Depois de ouvirem tantas músicas animadas na boate em que frequentavam com uma regularidade não tão saudável no Setor Sul, pareceu apropriado voltarem pra rotina de melodias melancólicas, cantadas por almas atormentadas, com uma dor que estranhamente parecia ser compreendida por todos eles. Por mais que nunca dissessem isso em voz alta.


Enquanto Elliot Smith ecoava na sala, o agora satisfeito casal se juntara ao grupo na sala. A voz doce do cantor norte-americano parecia ter os levado á um universo particular, alguns se deitaram no colo do que estivesse mais próximo e outros brincavam com os dedos entre si, os carinhos com os dedos na mão pareciam significar o mundo naquele momento.


Conversaram por horas sobre a vastidão do espaço até o quanto pés eram estranhos, o sentimento de estar em casa os faziam não se preocupar com o quão besta aquele assunto poderia parecer para um observador de fora.


O mais magro dos vira-latas se sentou no parapeito da janela e perdeu o olhar pelas ruas de seu querido Setor Bueno. O guarda olhava as poucas pessoas que passavam ali fumando e ansiava por um cigarro, não fumava nenhum desde a parada que deu na lojinha do posto assim que havia saído de seu primeiro emprego.

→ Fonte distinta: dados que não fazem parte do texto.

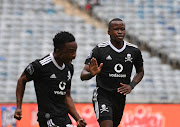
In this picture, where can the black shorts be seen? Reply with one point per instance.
(55, 122)
(108, 105)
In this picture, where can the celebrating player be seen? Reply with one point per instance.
(52, 81)
(112, 63)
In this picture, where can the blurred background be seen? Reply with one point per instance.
(27, 28)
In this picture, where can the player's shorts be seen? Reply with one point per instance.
(108, 105)
(54, 122)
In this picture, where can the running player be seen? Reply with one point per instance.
(112, 63)
(52, 81)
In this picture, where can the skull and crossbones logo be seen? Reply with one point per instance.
(104, 108)
(128, 58)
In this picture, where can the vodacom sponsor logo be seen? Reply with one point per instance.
(118, 69)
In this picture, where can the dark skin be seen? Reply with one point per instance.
(63, 56)
(116, 32)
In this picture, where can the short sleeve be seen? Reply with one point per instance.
(32, 71)
(93, 53)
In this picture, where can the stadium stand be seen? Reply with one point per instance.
(27, 28)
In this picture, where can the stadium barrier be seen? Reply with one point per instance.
(135, 115)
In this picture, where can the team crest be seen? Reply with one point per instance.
(128, 58)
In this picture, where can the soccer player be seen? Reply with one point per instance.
(52, 81)
(112, 63)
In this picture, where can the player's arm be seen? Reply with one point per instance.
(90, 70)
(19, 95)
(127, 88)
(72, 110)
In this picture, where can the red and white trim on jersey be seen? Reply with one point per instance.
(55, 63)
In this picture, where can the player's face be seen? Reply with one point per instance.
(69, 52)
(117, 31)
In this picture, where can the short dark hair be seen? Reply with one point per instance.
(115, 19)
(61, 38)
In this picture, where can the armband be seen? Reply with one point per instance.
(132, 84)
(89, 75)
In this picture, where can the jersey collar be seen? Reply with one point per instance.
(55, 63)
(117, 50)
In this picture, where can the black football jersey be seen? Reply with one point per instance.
(50, 82)
(117, 64)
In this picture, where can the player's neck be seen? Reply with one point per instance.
(58, 61)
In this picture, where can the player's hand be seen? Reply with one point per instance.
(81, 123)
(18, 114)
(93, 67)
(124, 89)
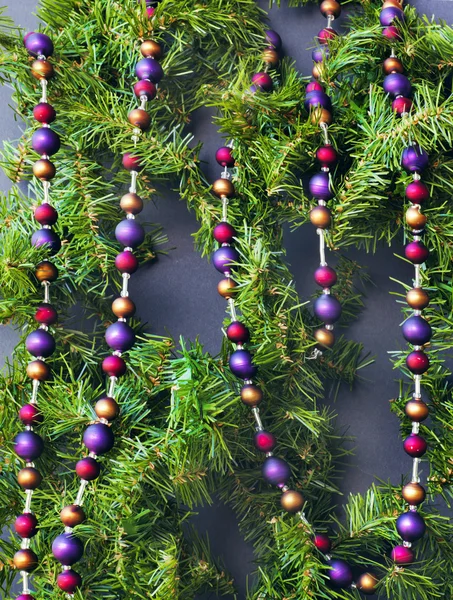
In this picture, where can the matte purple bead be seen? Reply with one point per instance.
(28, 445)
(40, 343)
(411, 526)
(149, 68)
(276, 471)
(320, 186)
(120, 336)
(38, 43)
(327, 308)
(47, 238)
(223, 257)
(414, 159)
(45, 141)
(67, 549)
(130, 233)
(241, 364)
(98, 438)
(397, 84)
(340, 574)
(417, 331)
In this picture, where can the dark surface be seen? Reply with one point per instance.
(161, 294)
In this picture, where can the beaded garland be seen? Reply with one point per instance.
(28, 445)
(416, 330)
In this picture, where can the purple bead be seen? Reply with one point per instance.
(38, 43)
(120, 336)
(130, 233)
(223, 257)
(414, 159)
(28, 445)
(411, 526)
(397, 84)
(320, 186)
(241, 364)
(47, 238)
(67, 549)
(327, 308)
(98, 438)
(40, 343)
(276, 471)
(340, 574)
(149, 68)
(45, 141)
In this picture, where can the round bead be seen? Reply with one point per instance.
(29, 478)
(417, 362)
(223, 258)
(264, 441)
(241, 364)
(72, 515)
(129, 233)
(68, 581)
(28, 445)
(148, 68)
(38, 43)
(319, 186)
(114, 366)
(414, 493)
(123, 307)
(340, 574)
(402, 555)
(40, 343)
(276, 471)
(251, 395)
(320, 216)
(327, 308)
(107, 408)
(67, 549)
(224, 233)
(25, 560)
(44, 113)
(120, 336)
(416, 410)
(88, 468)
(292, 501)
(415, 445)
(237, 333)
(26, 525)
(98, 438)
(411, 526)
(46, 271)
(416, 330)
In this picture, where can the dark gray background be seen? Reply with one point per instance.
(161, 294)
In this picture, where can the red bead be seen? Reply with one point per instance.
(88, 468)
(238, 333)
(415, 445)
(416, 252)
(114, 366)
(224, 233)
(417, 362)
(29, 415)
(44, 113)
(25, 525)
(126, 262)
(46, 314)
(264, 441)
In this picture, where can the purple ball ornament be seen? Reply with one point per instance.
(98, 438)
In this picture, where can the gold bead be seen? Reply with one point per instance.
(292, 501)
(72, 515)
(131, 203)
(414, 493)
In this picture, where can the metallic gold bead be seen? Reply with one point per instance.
(292, 501)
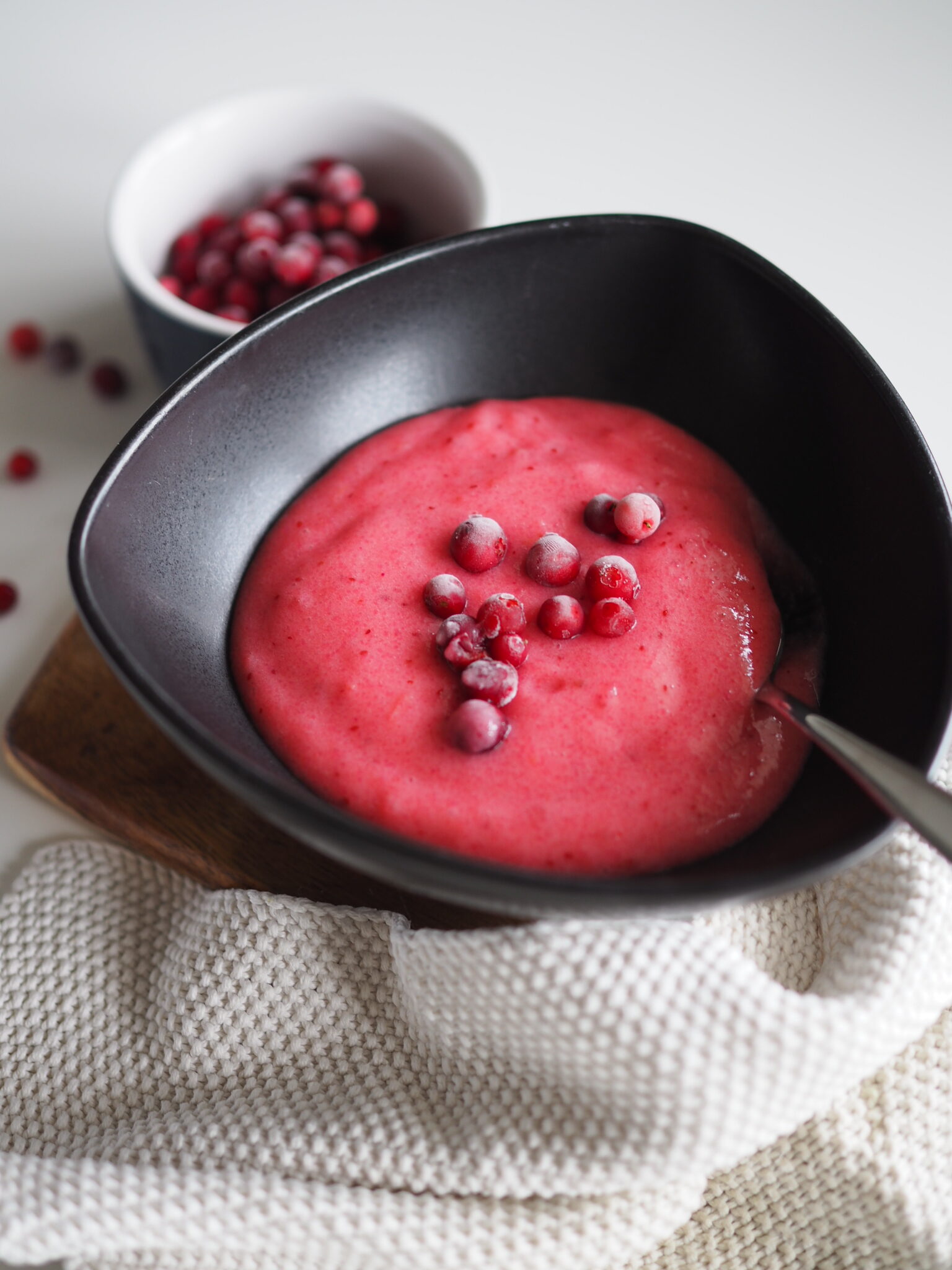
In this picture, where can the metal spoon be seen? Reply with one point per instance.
(896, 786)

Haviam se passado alguns dias desde que um garoto se suicidara por não aguentar mais os ataques que sofria, é bizarro como palavras podem atingir alguém não é? Um menino tão novo, recém chegado no ensino médio, nem passaria pela traumatizante experiência de vestibulares ou a pressão absurda dos cursinhos de Goiânia. Quase ninguém ali parecia se incomodar mais com aquilo, mas ainda martelava na cabeça do mais novo, não fazia muito tempo desde que quase fizera a mesma coisa. Os laços invisíveis que sentimos ter com alguém por conta de uma situação dessas as vezes assusta.


O dia nasceu e nenhum olho havia se fechado, alguns se sentaram na janela e observaram os carros passando, pareciam estar com o olhar longe novamente, como se aqueles poucos carros que passavam a toda velocidade na avenida os remetessem a coisas grandiosas. Os carros aproveitando os últimos momentos de liberdade para correrem o quanto quisessem não eram os únicos protagonistas desse momento, a padaria estava abrindo, um rapazinho mirrado não muito mais novo que aqueles que o observavam levantava as grades pesadas do estabelecimento, não reclamava, afinal precisava comprar o remédio da irmã.


Um grupo caminhava aos tropeços pela praça enquanto voltavam para casa após uma noite de bebedeira. Novamente, os laços invisíveis que criamos com alguém, mesmo sem contato algum, por conta de situação que significa o mundo, são assustadores.